Munirah mengangguk. "Bu Marwah nangis. Khawatir. . . Mas Abi dan istrinya. . . Mbak Bella." Kata Munirah.

Arum dengan spontan mengerutkan kedua alisnya. Ia tidak kaget dengan kabar itu karena dirinya sudah tahu jauh-jauh hari. Melainkan, Arum cukup terkejut karena Bu Marwah berani menceritakan ini ke orang lain, ke ibunya. "Oh, begitu, ya? Bu Marwah cerita banyak ke Ibu?"

"Iya." Jawab Munirah singkat.

"Cerita apa lagi beliau?" Arum ingin tahu lebih banyak dari kacamata Marwah, ibu dari Abipraya.

Munirah awalnya ragu untuk bercerita, namun akhirnya ia mengabarkan juga. "Kabarnya mau cerai, tapi. . . alhamdulillahnya tidak jadi." Sambung Munirah.

Arum terdiam selama beberapa detik. Dadanya langsung berdenyut seperti sedang menerima aliran listrik. "Syukurlah." Lirihnya. Arum masih tak percaya dengan kabar itu.

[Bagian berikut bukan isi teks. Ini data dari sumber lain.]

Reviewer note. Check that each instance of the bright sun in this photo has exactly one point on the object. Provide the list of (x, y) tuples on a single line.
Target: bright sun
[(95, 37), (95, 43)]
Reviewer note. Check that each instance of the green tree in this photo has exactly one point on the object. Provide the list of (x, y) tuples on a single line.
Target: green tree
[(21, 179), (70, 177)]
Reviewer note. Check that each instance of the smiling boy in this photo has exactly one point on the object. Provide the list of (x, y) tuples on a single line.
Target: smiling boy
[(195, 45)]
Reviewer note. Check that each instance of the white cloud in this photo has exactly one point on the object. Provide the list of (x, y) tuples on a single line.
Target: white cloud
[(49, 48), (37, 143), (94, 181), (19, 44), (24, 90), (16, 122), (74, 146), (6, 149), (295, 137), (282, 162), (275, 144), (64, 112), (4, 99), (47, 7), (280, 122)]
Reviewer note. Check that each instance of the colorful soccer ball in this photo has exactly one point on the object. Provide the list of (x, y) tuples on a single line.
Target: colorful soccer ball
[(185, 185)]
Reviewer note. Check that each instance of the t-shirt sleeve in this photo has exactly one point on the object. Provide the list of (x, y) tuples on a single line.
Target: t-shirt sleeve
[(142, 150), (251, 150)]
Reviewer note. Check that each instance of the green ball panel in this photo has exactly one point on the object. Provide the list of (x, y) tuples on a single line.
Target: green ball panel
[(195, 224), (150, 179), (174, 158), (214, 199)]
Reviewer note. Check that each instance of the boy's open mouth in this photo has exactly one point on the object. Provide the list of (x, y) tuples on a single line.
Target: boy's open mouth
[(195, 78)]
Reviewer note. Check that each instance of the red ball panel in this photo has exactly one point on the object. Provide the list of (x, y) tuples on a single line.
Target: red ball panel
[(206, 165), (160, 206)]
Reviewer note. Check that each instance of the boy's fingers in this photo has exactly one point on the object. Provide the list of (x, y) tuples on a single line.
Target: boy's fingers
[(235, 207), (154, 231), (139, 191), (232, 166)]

Berbagai asumsi mulai berlalu-lalang di dalam pikirannya. Arum mulai memikirkan ucapan yang dituliskan Abipraya di dalam surat, bahwa ia harus merefleksikan masa depannya, demi kebaikan dirinya dan Isabella. Setidaknya, itu yang dapat Arum cerna dari isi surat tersebut.

"Sudah baikan." Kata Munirah sembari senyum. "Kasihan. . . Mas Abi orang yang baik."

"Iya. Pak Abi baik. Orang yang baik pantas untuk bahagia." Kata Arum sembari tersenyum. Meski senyuman membingkai di wajahnya, ada bagian di dalam dadanya yang berdenyut sakit. Rasa sakit itu menjalar ke seluruh tubuhnya.

"Mbak Bella juga mau nyusul ke Jakarta. . . kata Bu Marwah." Lanjut Munirah yang ternyata belum selesai bercerita.

Arum mulai merasa tak nyaman karena membicarakan rumah tangga Abipraya. "Oh, begitu?"

"Iya." Kata Munirah. "Kamu sudah pamit ke Mas Abi waktu itu, Nak?"

Arum menoleh pada Munirah seraya tersenyum. "Sudah, Bu. Mana mungkin Arum lupa. Beliau sudah sangat membantu kita." Matanya berkaca-kaca. Senyuman Arum menghilang dari wajahnya.

Arum mulai berasumsi kalau kepindahan Abipraya ke Jakarta adalah untuk mengakhiri semua drama yang berhubungan dengan dirinya. Arum yakin Abipraya telah kembali menemukan kebahagiaannya dengan Isabella. Maka dari itu, Abipraya memilih kota Jakarta untuk memulai kembali kehidupannya dengan Isabella.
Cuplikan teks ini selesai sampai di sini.